It showed a slight decrease to 405.5 billion euros public debt of the country the first trimester of the year, from 406.5 billion euros that was at the end of the previous year.

At the same time, according to the data of the General Accounting Office of the State, the cash reserves of the Greek State decreased to 19.4 billion euros from 21.2 billion euros, respectively.

At general government level, public debt fell at the end of the first quarter this year to €356 billion, from €356.6 billion at the end of 2023.

It is noted that these funds include the so-called “hard cushion” (cash buffer) of 15.7 billion euros.

Of the total debt, only 26% is negotiable on the secondary market, while the remaining 74% concerns the interstate loans of the memoranda.

Specifically, the loans of the Support Mechanism amount to 227 billion euros, while another 7.2 billion euros concern special and transnational loans.

The amount of existing guarantees granted by the Greek State remained unchanged at the end of the first quarter, at 26.8 billion euros.

As can be seen from the profile of the public debt, 69.7 billion euros (17.2%) concern bonds and interest-bearing bills with a duration of up to 1 year. 48.8 billion euros (12%) concern bonds with a duration of up to 5 years and 70.8% of the bonds, i.e. 287 billion euros, concern long-term bonds.

With these data, the Greek State is going to “go to the markets” next Wednesday, May 22, as part of the planned auctions, reissuing a bond, which will probably be announced tomorrow.
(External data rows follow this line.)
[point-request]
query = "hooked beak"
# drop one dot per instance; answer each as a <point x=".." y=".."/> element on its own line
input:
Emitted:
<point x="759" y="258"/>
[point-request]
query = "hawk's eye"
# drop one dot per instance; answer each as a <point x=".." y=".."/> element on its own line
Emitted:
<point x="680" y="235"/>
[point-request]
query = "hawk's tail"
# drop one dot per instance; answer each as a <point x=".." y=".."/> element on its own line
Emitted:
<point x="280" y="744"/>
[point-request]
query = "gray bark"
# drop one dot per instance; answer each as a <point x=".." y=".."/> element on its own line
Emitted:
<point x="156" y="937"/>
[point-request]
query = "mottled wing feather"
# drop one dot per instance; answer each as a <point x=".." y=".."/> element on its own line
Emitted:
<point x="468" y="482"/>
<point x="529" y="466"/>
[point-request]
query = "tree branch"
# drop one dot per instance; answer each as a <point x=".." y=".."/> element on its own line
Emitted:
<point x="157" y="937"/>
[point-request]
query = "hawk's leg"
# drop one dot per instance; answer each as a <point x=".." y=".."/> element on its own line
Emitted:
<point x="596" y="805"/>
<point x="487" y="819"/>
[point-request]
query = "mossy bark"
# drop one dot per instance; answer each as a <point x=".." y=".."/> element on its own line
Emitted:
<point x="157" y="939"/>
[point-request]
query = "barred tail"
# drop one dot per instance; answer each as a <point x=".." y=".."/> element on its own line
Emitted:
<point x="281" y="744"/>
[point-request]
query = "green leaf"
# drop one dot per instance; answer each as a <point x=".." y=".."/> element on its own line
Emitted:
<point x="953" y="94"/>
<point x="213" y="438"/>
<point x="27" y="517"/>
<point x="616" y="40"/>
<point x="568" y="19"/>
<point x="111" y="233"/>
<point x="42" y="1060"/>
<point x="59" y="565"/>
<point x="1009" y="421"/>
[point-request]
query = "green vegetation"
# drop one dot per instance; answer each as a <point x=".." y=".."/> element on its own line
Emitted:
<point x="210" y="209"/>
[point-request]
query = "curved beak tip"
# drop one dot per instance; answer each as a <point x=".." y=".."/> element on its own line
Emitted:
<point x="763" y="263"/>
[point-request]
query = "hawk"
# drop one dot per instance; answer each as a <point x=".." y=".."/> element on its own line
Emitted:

Next week (29/05), the Public Debt Management Agency will proceed with the scheduled auction of 26-week (semi-annual) interest-bearing bills.

After this, the re-evaluation of the creditworthiness by the international rating house Fitch, at the end of the month (31/05), is awaited with interest.

It is recalled that the specific rating agency has classified the country’s creditworthiness in the BBB – category, estimating that the prospects of the Greek economy are “stable”.